Korean “Three Strikes You’re Out” Rule is all around bad.
Korean life March 30th. 2009, 10:00pmKorea’s lawmakers are following suit with the recent trend of proposing a “Three Strikes, You’re Out” rule for Korean Internet Subscribers. This is allegedly to target people guilty of copyright violations, using a graduated system. There would be a monitoring service of some kind set up to report abuse, with subscribers being cut off from the service for months at a time if found in violation accused. (See recent example, New Zealand.)
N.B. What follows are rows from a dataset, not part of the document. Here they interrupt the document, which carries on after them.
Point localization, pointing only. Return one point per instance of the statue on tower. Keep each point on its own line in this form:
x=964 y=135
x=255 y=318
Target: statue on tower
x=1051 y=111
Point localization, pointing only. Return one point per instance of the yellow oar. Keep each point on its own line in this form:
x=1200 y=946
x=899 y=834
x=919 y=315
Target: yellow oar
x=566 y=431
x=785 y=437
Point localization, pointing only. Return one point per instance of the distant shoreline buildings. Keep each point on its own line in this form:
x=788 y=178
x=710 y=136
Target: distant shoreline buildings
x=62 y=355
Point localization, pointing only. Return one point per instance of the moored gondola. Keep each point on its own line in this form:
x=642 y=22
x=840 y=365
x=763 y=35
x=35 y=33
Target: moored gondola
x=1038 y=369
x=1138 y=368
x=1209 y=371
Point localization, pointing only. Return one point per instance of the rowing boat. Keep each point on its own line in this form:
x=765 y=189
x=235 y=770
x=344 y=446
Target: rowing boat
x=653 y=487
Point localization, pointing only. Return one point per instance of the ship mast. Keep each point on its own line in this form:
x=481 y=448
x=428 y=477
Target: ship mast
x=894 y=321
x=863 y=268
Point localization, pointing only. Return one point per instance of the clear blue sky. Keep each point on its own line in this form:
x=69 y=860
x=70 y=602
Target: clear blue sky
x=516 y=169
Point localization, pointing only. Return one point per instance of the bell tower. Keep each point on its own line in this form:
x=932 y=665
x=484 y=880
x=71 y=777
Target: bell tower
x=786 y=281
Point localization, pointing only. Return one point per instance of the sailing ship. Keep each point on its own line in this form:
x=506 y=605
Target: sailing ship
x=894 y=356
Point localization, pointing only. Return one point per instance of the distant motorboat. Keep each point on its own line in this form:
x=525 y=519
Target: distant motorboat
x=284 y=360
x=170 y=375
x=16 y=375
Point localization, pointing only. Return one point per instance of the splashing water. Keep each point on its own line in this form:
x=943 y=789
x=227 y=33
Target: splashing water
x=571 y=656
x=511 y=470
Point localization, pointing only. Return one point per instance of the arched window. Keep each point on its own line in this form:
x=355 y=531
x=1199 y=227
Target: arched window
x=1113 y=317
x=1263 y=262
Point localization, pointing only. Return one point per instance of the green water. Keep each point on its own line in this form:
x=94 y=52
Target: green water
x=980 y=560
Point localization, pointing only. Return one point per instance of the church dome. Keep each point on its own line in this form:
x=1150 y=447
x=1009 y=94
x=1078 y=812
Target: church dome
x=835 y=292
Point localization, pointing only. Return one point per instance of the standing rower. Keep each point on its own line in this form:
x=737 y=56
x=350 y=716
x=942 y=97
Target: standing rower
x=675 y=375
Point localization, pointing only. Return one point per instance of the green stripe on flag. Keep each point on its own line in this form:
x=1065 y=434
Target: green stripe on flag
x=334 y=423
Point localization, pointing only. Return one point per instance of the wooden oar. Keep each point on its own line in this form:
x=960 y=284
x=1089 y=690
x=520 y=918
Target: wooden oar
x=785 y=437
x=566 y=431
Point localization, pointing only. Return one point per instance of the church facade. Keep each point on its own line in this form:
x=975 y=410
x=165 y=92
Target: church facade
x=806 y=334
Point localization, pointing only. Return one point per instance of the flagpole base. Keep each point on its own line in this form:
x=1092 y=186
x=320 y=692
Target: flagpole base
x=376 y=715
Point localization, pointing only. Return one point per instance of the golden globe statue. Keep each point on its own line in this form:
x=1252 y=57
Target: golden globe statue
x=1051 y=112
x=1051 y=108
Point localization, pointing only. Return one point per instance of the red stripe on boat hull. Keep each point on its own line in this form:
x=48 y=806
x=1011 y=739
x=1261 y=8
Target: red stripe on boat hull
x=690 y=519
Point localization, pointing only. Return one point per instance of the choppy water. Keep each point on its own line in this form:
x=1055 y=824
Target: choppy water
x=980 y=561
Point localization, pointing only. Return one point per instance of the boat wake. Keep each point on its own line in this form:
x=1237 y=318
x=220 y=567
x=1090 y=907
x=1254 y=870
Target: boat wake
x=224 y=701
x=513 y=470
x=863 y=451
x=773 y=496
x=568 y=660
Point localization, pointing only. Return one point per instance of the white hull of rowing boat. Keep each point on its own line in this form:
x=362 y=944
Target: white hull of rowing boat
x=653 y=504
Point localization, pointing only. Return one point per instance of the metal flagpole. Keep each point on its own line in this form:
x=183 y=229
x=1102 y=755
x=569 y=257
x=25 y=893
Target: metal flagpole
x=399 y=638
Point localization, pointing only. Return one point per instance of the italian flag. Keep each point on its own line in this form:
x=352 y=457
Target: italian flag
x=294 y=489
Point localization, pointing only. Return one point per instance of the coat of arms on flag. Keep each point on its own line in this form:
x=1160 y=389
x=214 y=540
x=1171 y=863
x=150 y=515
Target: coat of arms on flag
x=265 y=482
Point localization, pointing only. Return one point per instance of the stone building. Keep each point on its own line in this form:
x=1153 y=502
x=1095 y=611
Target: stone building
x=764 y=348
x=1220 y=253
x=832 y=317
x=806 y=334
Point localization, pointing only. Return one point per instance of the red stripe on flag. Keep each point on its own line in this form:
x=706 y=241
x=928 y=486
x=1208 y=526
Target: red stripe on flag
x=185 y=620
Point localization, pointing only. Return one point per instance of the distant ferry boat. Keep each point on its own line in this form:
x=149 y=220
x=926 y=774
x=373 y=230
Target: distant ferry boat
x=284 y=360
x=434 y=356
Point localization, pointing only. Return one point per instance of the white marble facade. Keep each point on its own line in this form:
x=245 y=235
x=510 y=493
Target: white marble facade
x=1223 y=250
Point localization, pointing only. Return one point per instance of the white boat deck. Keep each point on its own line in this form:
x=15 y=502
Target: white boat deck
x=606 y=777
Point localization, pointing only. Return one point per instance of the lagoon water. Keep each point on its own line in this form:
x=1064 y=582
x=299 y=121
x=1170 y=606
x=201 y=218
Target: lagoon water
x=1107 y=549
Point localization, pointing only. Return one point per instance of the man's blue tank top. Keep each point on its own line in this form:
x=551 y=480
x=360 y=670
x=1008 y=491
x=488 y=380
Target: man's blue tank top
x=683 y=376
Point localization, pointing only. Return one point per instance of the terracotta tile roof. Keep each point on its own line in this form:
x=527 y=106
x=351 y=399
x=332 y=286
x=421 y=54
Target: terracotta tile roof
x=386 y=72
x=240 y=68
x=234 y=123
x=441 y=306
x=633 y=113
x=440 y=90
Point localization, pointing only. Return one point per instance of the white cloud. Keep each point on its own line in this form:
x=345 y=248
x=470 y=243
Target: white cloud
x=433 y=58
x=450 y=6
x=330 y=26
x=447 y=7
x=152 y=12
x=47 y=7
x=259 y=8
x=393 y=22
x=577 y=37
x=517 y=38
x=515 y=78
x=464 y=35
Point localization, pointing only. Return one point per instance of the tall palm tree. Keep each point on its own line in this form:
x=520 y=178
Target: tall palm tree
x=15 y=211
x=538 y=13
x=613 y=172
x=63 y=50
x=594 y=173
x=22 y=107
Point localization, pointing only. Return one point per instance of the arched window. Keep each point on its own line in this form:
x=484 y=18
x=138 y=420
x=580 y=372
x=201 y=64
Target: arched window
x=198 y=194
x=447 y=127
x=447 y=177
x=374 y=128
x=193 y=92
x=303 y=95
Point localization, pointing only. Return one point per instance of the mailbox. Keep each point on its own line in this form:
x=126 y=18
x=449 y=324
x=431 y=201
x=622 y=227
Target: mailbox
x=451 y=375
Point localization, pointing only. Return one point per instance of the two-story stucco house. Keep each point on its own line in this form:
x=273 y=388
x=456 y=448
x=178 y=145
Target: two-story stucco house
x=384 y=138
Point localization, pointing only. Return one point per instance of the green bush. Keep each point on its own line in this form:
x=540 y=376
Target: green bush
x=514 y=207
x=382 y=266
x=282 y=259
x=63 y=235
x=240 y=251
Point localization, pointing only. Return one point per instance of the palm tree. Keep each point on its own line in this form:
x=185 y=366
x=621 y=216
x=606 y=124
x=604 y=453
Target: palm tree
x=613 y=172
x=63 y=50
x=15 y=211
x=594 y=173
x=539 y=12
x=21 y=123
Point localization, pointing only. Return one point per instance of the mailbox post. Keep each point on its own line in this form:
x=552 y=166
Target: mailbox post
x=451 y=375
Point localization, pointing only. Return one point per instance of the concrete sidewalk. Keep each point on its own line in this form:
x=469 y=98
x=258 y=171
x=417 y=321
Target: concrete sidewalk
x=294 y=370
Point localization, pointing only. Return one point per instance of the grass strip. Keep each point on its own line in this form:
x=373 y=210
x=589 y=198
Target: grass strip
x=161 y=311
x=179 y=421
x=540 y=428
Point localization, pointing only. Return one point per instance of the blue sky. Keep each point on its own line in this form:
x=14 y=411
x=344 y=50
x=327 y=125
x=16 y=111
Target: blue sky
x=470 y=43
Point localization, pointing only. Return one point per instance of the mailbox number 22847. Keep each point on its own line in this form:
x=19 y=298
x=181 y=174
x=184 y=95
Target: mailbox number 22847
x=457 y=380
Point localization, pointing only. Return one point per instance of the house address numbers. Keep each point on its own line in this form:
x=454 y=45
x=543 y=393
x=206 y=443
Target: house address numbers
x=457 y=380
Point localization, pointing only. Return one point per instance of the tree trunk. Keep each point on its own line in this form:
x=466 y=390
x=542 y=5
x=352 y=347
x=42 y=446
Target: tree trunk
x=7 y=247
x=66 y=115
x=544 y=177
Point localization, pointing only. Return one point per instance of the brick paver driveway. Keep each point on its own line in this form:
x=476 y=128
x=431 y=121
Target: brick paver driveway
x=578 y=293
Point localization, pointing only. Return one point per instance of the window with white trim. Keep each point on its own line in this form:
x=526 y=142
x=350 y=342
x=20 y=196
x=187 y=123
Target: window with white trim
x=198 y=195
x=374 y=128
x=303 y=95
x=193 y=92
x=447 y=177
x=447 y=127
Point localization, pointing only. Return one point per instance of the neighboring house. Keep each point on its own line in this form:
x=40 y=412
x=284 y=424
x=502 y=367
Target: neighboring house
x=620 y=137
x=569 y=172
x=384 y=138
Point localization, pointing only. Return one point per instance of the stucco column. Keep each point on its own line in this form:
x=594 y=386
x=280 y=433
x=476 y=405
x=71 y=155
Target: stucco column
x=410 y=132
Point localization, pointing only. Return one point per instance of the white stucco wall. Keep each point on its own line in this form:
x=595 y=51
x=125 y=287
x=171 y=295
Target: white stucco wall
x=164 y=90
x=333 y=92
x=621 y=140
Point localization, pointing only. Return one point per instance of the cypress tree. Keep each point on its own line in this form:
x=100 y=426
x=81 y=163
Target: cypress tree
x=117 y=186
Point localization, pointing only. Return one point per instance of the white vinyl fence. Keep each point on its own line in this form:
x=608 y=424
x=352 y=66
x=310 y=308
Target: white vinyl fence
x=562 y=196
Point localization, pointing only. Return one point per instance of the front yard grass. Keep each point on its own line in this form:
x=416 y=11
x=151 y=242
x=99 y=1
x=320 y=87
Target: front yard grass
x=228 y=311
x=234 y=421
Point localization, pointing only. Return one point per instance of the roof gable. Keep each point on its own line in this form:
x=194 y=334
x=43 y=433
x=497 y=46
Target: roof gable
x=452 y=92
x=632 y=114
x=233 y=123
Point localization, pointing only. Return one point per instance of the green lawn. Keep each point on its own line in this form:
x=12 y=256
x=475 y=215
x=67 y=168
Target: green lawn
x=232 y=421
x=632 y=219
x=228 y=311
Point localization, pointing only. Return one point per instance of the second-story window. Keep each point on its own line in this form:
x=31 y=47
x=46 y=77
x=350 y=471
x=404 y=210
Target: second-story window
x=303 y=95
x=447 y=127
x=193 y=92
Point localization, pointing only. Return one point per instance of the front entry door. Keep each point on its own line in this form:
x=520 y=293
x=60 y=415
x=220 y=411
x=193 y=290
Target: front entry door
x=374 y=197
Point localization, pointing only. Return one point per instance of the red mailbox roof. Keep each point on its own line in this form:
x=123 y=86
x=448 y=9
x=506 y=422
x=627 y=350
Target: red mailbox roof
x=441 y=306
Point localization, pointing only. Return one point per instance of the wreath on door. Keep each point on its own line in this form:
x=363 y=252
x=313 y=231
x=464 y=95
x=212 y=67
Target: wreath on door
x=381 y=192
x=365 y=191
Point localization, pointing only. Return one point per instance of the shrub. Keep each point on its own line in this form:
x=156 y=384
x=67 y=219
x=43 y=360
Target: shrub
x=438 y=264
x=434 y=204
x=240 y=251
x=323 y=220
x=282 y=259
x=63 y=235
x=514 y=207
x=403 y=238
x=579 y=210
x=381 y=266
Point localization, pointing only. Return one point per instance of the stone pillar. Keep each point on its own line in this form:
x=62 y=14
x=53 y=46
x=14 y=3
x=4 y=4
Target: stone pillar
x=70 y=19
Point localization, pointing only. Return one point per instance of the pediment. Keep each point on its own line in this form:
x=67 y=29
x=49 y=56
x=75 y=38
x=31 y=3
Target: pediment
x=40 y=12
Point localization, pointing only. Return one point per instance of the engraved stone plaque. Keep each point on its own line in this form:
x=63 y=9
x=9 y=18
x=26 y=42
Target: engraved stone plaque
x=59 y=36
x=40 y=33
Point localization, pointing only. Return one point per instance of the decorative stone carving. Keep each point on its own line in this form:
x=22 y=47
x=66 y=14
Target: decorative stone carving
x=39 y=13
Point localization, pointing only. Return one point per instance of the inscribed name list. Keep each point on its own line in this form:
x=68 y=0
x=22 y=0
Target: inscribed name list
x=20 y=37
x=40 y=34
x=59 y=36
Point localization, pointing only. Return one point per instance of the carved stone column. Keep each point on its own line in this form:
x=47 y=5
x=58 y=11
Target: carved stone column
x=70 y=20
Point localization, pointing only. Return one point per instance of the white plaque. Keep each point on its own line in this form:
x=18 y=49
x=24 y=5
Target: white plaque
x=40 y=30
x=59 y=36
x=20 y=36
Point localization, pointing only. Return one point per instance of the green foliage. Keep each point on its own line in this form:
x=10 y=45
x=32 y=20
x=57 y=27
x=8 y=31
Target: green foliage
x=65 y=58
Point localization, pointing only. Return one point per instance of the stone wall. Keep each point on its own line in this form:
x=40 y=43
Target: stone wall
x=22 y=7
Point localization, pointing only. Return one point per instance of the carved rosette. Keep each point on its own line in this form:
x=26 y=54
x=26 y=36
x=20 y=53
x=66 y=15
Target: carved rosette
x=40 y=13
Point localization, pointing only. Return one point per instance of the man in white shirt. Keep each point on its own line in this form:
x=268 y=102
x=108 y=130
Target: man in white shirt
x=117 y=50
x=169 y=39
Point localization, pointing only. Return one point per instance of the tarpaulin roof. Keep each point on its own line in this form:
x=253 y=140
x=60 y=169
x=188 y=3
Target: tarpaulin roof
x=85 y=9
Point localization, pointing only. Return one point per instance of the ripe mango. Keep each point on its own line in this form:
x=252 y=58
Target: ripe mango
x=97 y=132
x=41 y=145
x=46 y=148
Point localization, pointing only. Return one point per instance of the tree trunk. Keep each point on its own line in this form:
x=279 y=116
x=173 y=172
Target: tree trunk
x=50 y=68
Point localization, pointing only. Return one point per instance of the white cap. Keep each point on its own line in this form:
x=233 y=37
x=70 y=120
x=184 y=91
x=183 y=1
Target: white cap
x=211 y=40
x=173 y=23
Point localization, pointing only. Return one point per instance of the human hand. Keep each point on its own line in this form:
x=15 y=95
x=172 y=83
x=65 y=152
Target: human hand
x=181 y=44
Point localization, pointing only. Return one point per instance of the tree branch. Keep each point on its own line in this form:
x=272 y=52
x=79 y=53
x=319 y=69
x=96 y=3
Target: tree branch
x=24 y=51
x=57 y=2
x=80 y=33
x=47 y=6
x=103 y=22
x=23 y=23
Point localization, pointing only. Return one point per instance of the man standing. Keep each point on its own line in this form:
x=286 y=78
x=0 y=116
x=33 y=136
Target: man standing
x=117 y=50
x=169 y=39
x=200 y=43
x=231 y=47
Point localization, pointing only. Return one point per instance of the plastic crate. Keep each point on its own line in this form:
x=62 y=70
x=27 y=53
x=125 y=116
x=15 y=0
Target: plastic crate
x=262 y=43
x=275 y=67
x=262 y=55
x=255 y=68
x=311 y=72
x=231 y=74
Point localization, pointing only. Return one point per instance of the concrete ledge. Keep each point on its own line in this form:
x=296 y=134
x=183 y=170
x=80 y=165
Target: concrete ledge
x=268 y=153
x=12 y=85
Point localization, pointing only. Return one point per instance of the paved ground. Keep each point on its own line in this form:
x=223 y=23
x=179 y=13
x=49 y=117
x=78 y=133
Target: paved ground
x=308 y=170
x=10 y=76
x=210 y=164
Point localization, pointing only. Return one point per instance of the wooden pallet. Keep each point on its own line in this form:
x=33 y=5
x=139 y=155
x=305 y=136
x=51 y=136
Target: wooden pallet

If Korea wants to comprehensively sink it’s business competitiveness internationally, this is a fantastic proposal. Korean people do pirate material, but this law isn’t going to be used to solve any of those problems. Things like MegaTV, or Hanaro TV offer legal means to see movies more easily than pirating. Getting those services with more features and better prices into more homes would do more to eliminate piracy than these sorts of laws. Hell, having people be educated about IP laws would probably be a good idea too, since most people here think that purchasing a bootleg DVD on the street corner is a perfectly acceptable thing to do.
Business-wise, this will be a disaster. It’s got too many unintended consequences, and if enforced will have a chilling effect on Korean’s Internet infrastructure, which is a key strategic business growth area. Korea’s entire strategy revolves around people on the Internet using the availabity of high speeds to do work. Does the current piracy law not have enforcement strategies that would make this system better? I doubt it.
Korean movies lose a lot because people pirate their materials ruthlessly, but their gain under this system isn’t going to offset the costs of people being punished unfairly by this new system. Imagine your office gets accused of any kind of infringement by a rival and gets cut off for months from the Internet? PC Rooms will put each other out of business with abuse of the monitoring systems. Their only reason to exist is to provide access to the Internet. How can they be sure that one of their users isn’t from a rival business trying to download something infringing on purpose?
Open access to the Internet cheaply to anyone would be in danger from this proposal. It’s going to push people underground to encrypt and move “off the grid” to get materials they want. Maybe this will have unintended positive consequences as well, but I doubt it. If the average Korean citizen moved to encrypt all their transmissions over the Internet as a result of this law, perhaps this law would backfire so spectacularly it would be worth the aggrevation. Korean Internet security isn’t the best, but if people actually start thinking about their privacy and safety on the Internet, perhaps someone will find a way to fix all of these problems and never give the government someone to step on.
It seems awfully convenient that these sorts of blanket bans would also allow the government to silence a strongly political force in Korean politics: The Outraged Netizen. If someone with a strong opinion on the Internet has to fight against being silenced every time they speak out against the government, suddenly Korea has become a less free place to live. It’s surely only a coincidence that issues like Minerva and the Beef protests that drove Korean politics recently were all organized from the Internet, right?
This is the sort of things Korean Netizens should be pissed off about, instead of jingoistic stuff they usually want to raise a fuss over. I doubt this will get the reaction things I deemed a lot less important did, because it’s not a foreign threat to a Korean’s perceived way of thinking about their country, but an internal threat to the freedoms people have here. If it doesn’t have a catchy slogan or represent some fear of outside foreign influence, will anyone care? Does anyone know how this is being reported in the Korean press?
This is a bad idea, and people should raise hell about it. I’m not a Korean politics guy, and this isn’t a Korean politics blog, but this threatens nothing less than my lifestyle as a foreign geek blogger on the Internet. I’d be less likely to want to live in Korea if this law was enacted and enforced . I’ll be on the street chanting when the protests get started if this comes to pass.